Huobi Trust becomes custodian for stablecoin HUSD as battle heats up

Karthik Subramanian

Huobi Trust, a Nevada-based retail trust company, has announced that it has been appointed as the full custodian for the stablecoin HUSD which is pegged and backed by USD.

Huobi Trust has been licensed by the Nevada Department of Business and Industry’s Financial Institutions Division and it will become the custodian for HUSD as of July 2021. This means that the trust would be expected to have in its custody, a USD equivalent of HUSD at a ratio of 1:1 and it is believed that the presence of an official and regulated custodian would help to build trust in HUSD.

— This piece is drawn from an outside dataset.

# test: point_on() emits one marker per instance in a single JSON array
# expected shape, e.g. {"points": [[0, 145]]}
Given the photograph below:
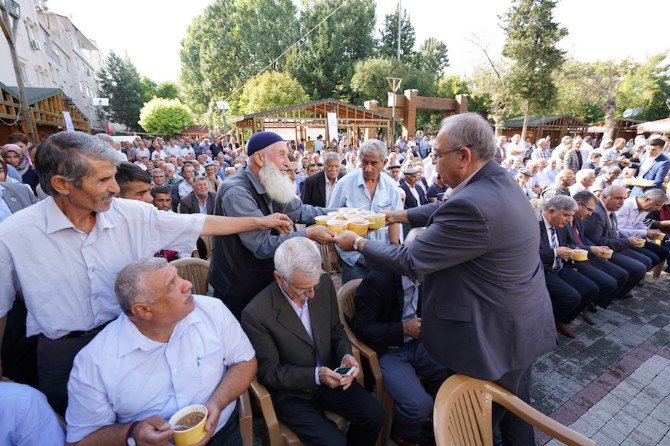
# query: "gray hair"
{"points": [[331, 156], [130, 285], [654, 194], [67, 154], [104, 137], [373, 147], [298, 254], [581, 174], [561, 203], [472, 131]]}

“Huobi Trust is excited to be entering this partnership with HUSD in our joint efforts to promote innovative, financial solutions through the power of blockchain technology. Our companies are aligned on the importance of compliance, and the safety and security of customers’ assets are at the forefront of everything we do, which makes this partnership a natural fit,” Said Rebecca Hirst, Chief Trust Operations Officer of Huobi Trust Company, “The HUSD Token has seen tremendous growth over the past few years and we look forward to building together on this success.”

Huobi Trust and HUSD partnership continue the building of an ecosystem around HUSD which is being projected as a stablecoin of choice in the future. It recently surpassed $1 billion in transactions and would be looking to take on established stablecoins like USDT, USDC, and others soon. With the prices of bitcoin continuing to highly volatile, it has led to the shunning of bitcoin as a payment mechanism and so the digital payments industry is looking towards stablecoins to fill that gap as the stablecoins are pegged to the USD and as long as they are backed and audited by reliable entities, they are likely to serve as a digital alternative to USD.

There has been a surge of interest in the crypto market over the last couple of years and this has led to an increased demand for stablecoins. But with many central banks also looking to come up with their own version of digital currencies, it remains to be seen how the stablecoins would react to such a development and what kind of a regulation that the central banks would bring in for these stablecoins. Some critics claim that the most used stablecoin, USDT, is not fully backed and if this turns out to be true and push comes to shove, things could turn for the worse.